With no compelling message to sell voters on rewarding them with a continuation of their power, Democrats have seized upon an Internet meme and seemingly transformed it into their campaign theme. ThinkProgress, a liberal-leaning blog, published a post a few days ago speculating that the US Chamber of Commerce was using foreign money to spend during the midterm elections. The story has since been co-opted by the DNC and broadcast by President Obama, Vice President Biden, and White House political advisor David Axelrod in campaign appearances on the road and on TV, with the DNC putting out a TV ad with the same message.
There’s only one big problem with this political Hail Mary – there’s not a shred of evidence to back it up. As the New York Times noted last week, groups from the AFL-CIO to the Sierra Club partially gather international dues and simultaneously fund domestic political operations. The Chamber’s operations are nothing out of the ordinary, and they have since strongly stated that their accounting practices assure that none of the international funds went to political campaigning.
Factcheck.org is similarly harsh on the claim, noting that the Federal Election Commission only requires any “reasonable accounting method” to separate domestic and international funding, and says there is absolutely no evidence to the pie-in-the-sky claims.
Nobody outside of the hard left is taking the claim seriously, so what does the White House do in the face of opposition and rebuke? Double down on the claim, of course. On the Face the Nation, Bob Schieffer noted the lack of evidence and asked David Axelrod, “Do you have any evidence this isn’t peanuts?” David Axelrod amazingly responded, “Well, do you have any evidence it’s not, Bob?” Axelrod’s galling spin puts the onus on the Chamber to somehow prove it wasn’t performing campaign finance fraud, creating a guilty until proven innocent environment perfect for political demonization but wholly incompatible with a society that believes in the rule of law.
Schieffer’s response pretty much sums it all up: “Is that the best you can do?”
It appears that it is, as the attacks will continue until Election Day. Press Secretary Robert Gibbs has promised that the President will not back away from the charge and will repeat the lines about needing to see donors and open up their books to prove they’re who they say they are (a position, as Jake Tapper brilliantly put to Axelrod, that sounds a lot like Birtherism). And the Democratic National Committee, as mentioned, has put out a national ad accusing the Chamber of using foreign money to buy elections, an ad that Baltimore Sun media critic David Zurawik calls the new low in midterm mud and likens to McCarthyism.
Why does this all sound the death knell for Democratic Congressional hopes? That a wholly unsubstantiated charge is being broadcast from such levels of power as the Presidency and with such ferocity illustrate that after two years and multiple historic pieces of legislation, a wholly unsubstantiated charge is essentially all the administration has to talk about.

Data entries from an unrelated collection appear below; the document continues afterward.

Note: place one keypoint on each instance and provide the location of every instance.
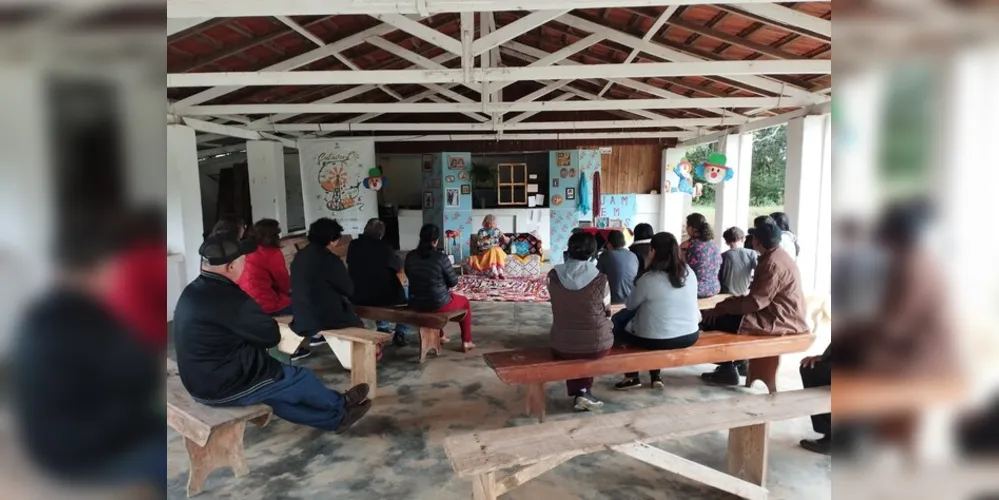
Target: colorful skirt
(488, 260)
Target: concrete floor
(396, 450)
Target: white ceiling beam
(515, 29)
(472, 127)
(457, 107)
(671, 69)
(422, 32)
(262, 8)
(791, 17)
(289, 22)
(295, 62)
(670, 54)
(176, 25)
(656, 26)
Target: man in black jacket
(222, 337)
(374, 268)
(320, 285)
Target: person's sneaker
(399, 340)
(354, 413)
(586, 402)
(355, 395)
(628, 383)
(723, 375)
(300, 353)
(822, 445)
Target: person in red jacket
(265, 275)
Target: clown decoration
(375, 179)
(714, 170)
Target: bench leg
(430, 339)
(747, 453)
(536, 401)
(764, 369)
(362, 365)
(223, 449)
(484, 486)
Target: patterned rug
(482, 289)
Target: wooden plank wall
(631, 168)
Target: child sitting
(738, 263)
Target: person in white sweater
(664, 303)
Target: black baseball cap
(223, 248)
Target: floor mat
(480, 288)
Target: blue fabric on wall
(583, 193)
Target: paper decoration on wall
(456, 163)
(451, 198)
(714, 170)
(563, 159)
(375, 179)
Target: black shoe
(354, 413)
(300, 353)
(357, 394)
(822, 445)
(399, 340)
(586, 402)
(628, 383)
(723, 375)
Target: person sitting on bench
(775, 304)
(431, 278)
(374, 268)
(663, 306)
(321, 285)
(221, 337)
(620, 265)
(580, 297)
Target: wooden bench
(213, 436)
(356, 348)
(536, 367)
(536, 449)
(430, 323)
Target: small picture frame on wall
(451, 198)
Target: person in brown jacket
(581, 327)
(775, 304)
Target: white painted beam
(259, 8)
(457, 107)
(674, 69)
(468, 127)
(422, 32)
(791, 17)
(515, 29)
(656, 26)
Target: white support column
(674, 205)
(732, 197)
(185, 226)
(808, 155)
(265, 163)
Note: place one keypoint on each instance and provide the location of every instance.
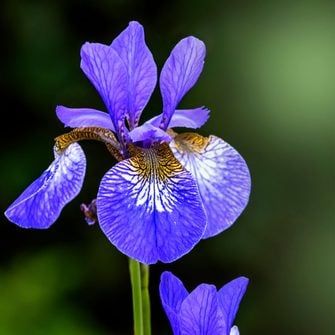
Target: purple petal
(149, 132)
(41, 203)
(180, 72)
(188, 118)
(200, 314)
(222, 176)
(234, 331)
(142, 71)
(230, 297)
(149, 207)
(84, 117)
(107, 72)
(172, 293)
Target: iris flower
(204, 311)
(168, 190)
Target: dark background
(269, 81)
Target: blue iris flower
(204, 311)
(168, 190)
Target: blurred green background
(269, 81)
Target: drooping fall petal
(222, 176)
(41, 203)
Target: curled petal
(222, 176)
(180, 72)
(41, 203)
(199, 313)
(172, 293)
(149, 207)
(107, 72)
(84, 117)
(141, 68)
(230, 297)
(188, 118)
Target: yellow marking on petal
(90, 133)
(191, 142)
(157, 162)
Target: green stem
(135, 278)
(146, 299)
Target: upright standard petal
(84, 117)
(172, 293)
(149, 206)
(141, 68)
(148, 132)
(222, 176)
(107, 72)
(199, 314)
(180, 72)
(230, 297)
(41, 203)
(188, 118)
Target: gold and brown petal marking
(191, 142)
(156, 163)
(90, 133)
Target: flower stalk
(146, 299)
(135, 279)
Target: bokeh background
(269, 80)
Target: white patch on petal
(222, 176)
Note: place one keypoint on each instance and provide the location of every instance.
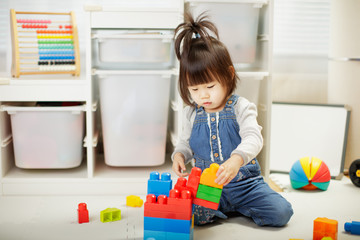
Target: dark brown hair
(203, 58)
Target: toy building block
(110, 215)
(167, 225)
(353, 227)
(324, 227)
(134, 201)
(191, 184)
(176, 206)
(83, 213)
(168, 229)
(209, 175)
(207, 204)
(159, 186)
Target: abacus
(41, 46)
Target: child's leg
(203, 215)
(254, 198)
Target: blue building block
(159, 186)
(167, 225)
(154, 235)
(352, 227)
(180, 236)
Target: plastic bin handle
(6, 141)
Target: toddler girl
(221, 127)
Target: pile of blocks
(168, 212)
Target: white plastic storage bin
(134, 112)
(47, 137)
(133, 49)
(237, 24)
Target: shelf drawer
(133, 50)
(134, 113)
(47, 137)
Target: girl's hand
(228, 170)
(179, 165)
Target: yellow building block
(209, 175)
(110, 215)
(134, 201)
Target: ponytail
(193, 30)
(203, 58)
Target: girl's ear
(232, 71)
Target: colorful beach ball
(310, 174)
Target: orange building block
(324, 227)
(209, 175)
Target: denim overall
(213, 138)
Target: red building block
(83, 213)
(324, 227)
(176, 206)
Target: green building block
(110, 215)
(209, 193)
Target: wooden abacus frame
(16, 68)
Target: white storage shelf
(94, 176)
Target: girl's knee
(281, 216)
(204, 215)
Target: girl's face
(212, 96)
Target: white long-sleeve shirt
(250, 131)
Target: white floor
(55, 217)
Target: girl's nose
(204, 94)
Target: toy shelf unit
(133, 64)
(44, 43)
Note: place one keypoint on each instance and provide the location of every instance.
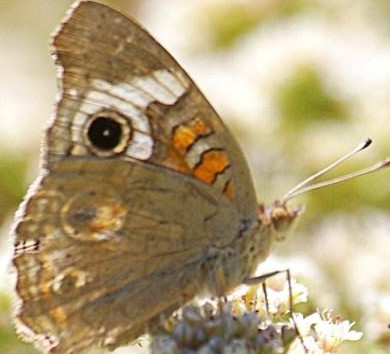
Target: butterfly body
(144, 198)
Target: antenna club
(366, 143)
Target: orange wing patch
(213, 162)
(185, 135)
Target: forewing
(108, 62)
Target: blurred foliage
(228, 22)
(13, 166)
(303, 100)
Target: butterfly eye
(107, 133)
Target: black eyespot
(105, 133)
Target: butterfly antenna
(305, 186)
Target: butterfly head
(279, 218)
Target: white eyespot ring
(107, 133)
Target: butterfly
(144, 198)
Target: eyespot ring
(107, 133)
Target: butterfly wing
(142, 195)
(109, 61)
(96, 261)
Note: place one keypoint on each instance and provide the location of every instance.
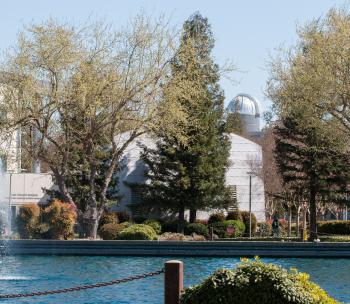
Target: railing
(173, 284)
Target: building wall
(244, 155)
(243, 152)
(26, 188)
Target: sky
(247, 32)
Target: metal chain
(83, 287)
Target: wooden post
(173, 281)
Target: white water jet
(4, 211)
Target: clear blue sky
(246, 31)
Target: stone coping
(180, 248)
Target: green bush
(171, 226)
(108, 218)
(27, 221)
(216, 218)
(245, 219)
(256, 282)
(155, 225)
(122, 216)
(111, 231)
(138, 232)
(220, 228)
(334, 227)
(197, 228)
(234, 215)
(264, 229)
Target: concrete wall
(174, 248)
(243, 152)
(26, 188)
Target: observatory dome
(249, 109)
(244, 104)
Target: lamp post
(250, 205)
(11, 172)
(9, 206)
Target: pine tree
(312, 161)
(191, 175)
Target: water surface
(20, 274)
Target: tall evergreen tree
(191, 174)
(312, 160)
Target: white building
(243, 154)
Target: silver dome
(244, 104)
(249, 111)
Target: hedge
(171, 226)
(138, 232)
(256, 282)
(111, 231)
(220, 228)
(234, 215)
(154, 224)
(334, 227)
(216, 218)
(108, 218)
(197, 228)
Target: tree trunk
(181, 223)
(298, 222)
(91, 218)
(289, 221)
(313, 211)
(193, 215)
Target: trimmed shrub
(256, 282)
(111, 231)
(138, 232)
(245, 219)
(61, 218)
(220, 228)
(234, 215)
(334, 227)
(171, 226)
(264, 229)
(123, 217)
(216, 218)
(197, 228)
(201, 221)
(172, 236)
(108, 218)
(154, 224)
(27, 221)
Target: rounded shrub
(197, 228)
(216, 218)
(256, 282)
(123, 217)
(264, 229)
(155, 225)
(111, 231)
(334, 227)
(138, 232)
(245, 219)
(234, 215)
(108, 218)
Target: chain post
(173, 281)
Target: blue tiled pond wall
(29, 273)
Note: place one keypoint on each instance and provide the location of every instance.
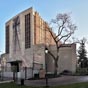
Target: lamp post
(46, 77)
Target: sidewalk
(57, 81)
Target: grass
(76, 85)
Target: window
(27, 31)
(7, 39)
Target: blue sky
(48, 10)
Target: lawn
(13, 85)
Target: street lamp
(46, 77)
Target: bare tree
(64, 29)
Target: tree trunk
(56, 62)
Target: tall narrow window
(7, 39)
(27, 31)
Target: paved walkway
(57, 81)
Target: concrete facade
(34, 57)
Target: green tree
(82, 54)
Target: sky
(47, 9)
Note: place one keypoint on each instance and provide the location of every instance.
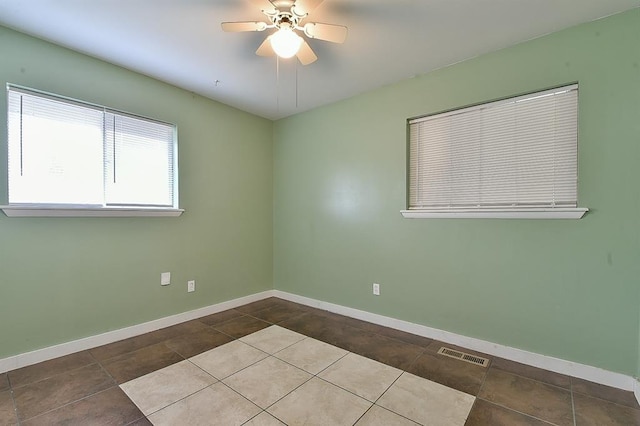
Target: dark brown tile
(403, 336)
(48, 394)
(277, 313)
(43, 370)
(241, 326)
(454, 373)
(378, 329)
(485, 413)
(596, 412)
(604, 392)
(110, 407)
(545, 402)
(125, 346)
(534, 373)
(220, 317)
(374, 346)
(267, 303)
(7, 411)
(195, 343)
(141, 422)
(178, 330)
(309, 324)
(143, 361)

These attacks may satisfy some urges among the liberal base, but they are not playing well with the rest of the nation. There are no answers on unemployment, the economy, Iran, uncertainty on health care and taxation – just that the Chamber might be using foreign money to buy commercials. Even if the charge somehow stuck and ended up discrediting the Chamber in some way, how in the world would that change the electoral reality for Democrats and Republicans?

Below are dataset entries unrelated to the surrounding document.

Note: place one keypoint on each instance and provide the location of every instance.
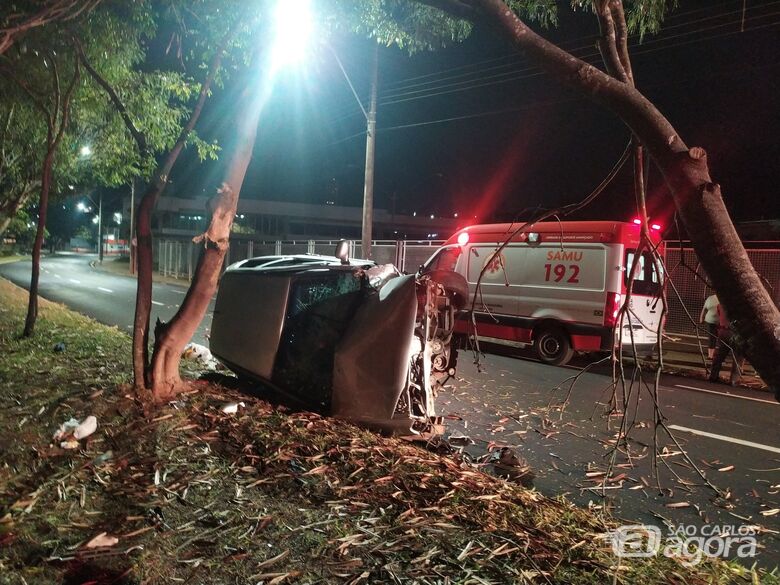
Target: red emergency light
(653, 226)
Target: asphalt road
(731, 435)
(106, 297)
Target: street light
(98, 219)
(293, 23)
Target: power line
(546, 103)
(534, 71)
(514, 56)
(674, 17)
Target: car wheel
(552, 346)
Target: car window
(445, 259)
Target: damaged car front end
(349, 339)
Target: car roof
(295, 263)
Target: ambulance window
(445, 259)
(646, 281)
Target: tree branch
(607, 43)
(139, 137)
(52, 11)
(7, 71)
(66, 99)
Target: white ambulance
(558, 286)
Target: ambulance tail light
(612, 309)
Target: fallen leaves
(102, 540)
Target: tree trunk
(32, 304)
(10, 208)
(143, 230)
(685, 170)
(170, 338)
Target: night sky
(475, 129)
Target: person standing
(709, 317)
(728, 342)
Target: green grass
(267, 495)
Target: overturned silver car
(346, 338)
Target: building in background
(176, 217)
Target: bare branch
(607, 44)
(52, 11)
(139, 137)
(66, 100)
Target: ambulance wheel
(552, 346)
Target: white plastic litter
(200, 353)
(86, 428)
(66, 429)
(101, 540)
(71, 431)
(232, 407)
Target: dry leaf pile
(262, 495)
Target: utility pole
(368, 190)
(131, 235)
(100, 228)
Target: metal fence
(686, 293)
(178, 258)
(687, 289)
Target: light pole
(293, 27)
(370, 116)
(99, 205)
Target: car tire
(552, 346)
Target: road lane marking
(725, 438)
(727, 394)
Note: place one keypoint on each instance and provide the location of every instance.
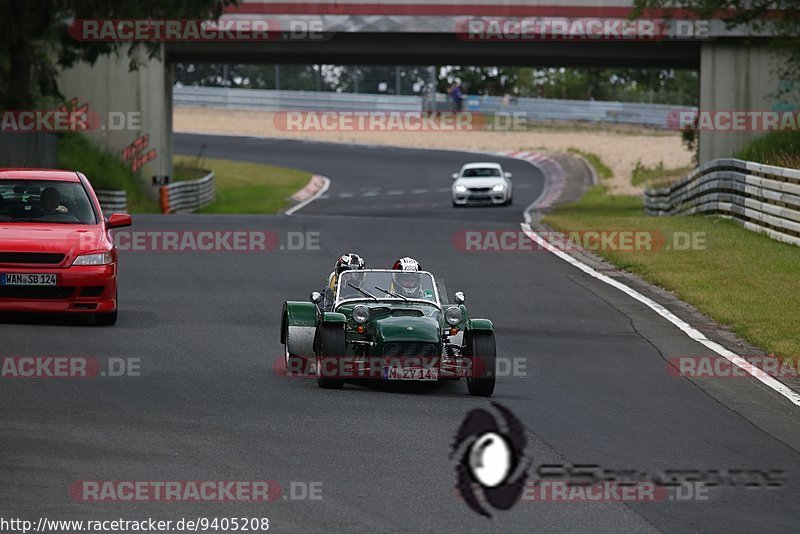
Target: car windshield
(45, 201)
(412, 286)
(481, 172)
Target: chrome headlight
(99, 258)
(453, 316)
(360, 314)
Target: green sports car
(389, 325)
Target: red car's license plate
(397, 373)
(28, 279)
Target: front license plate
(16, 279)
(398, 373)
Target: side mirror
(119, 220)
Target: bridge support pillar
(134, 110)
(735, 76)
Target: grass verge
(775, 148)
(739, 278)
(104, 170)
(603, 171)
(244, 187)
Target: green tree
(35, 42)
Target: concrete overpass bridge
(735, 67)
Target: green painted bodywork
(390, 322)
(334, 318)
(301, 313)
(480, 324)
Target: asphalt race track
(209, 405)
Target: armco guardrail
(224, 97)
(655, 115)
(112, 200)
(763, 198)
(188, 196)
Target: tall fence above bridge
(763, 198)
(544, 109)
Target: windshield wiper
(392, 293)
(365, 293)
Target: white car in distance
(482, 183)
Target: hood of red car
(69, 239)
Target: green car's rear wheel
(295, 365)
(330, 349)
(482, 349)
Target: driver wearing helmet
(346, 262)
(407, 282)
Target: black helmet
(349, 262)
(408, 283)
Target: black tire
(481, 347)
(106, 319)
(331, 347)
(295, 365)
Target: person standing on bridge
(456, 96)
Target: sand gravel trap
(619, 150)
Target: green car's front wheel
(330, 349)
(482, 349)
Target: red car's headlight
(95, 258)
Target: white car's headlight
(360, 314)
(98, 258)
(453, 316)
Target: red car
(56, 251)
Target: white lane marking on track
(688, 329)
(326, 183)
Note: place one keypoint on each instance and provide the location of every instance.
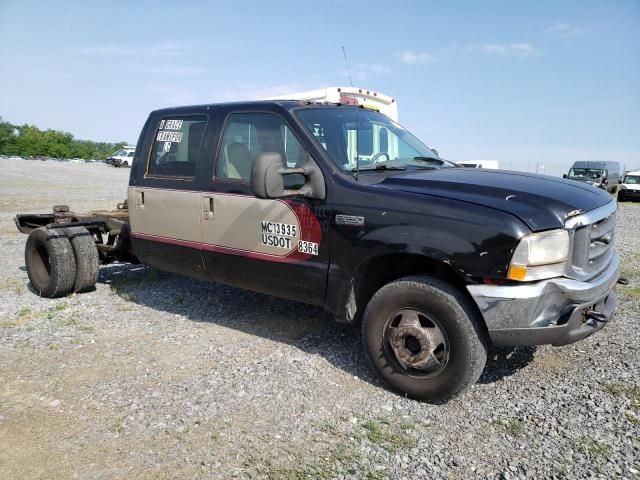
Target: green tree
(28, 140)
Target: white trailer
(348, 95)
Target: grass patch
(25, 311)
(86, 329)
(69, 322)
(127, 296)
(118, 425)
(381, 433)
(593, 447)
(633, 292)
(9, 323)
(632, 418)
(377, 474)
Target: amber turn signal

It’s a move of desperation that should quell any talks of a Democratic surge, a bounce that has been largely invisible in the polls. The attacks demonstrate that, instead of pointing to their record of accomplishments, this administration seems to perpetually need a dramatic villain of some kind in order to put forward themselves as a positive alternative. It underlines that those accomplishments are indeed thin, and we ought to be wary of those who would use a branch of government as a political cudgel against those that disagree with them.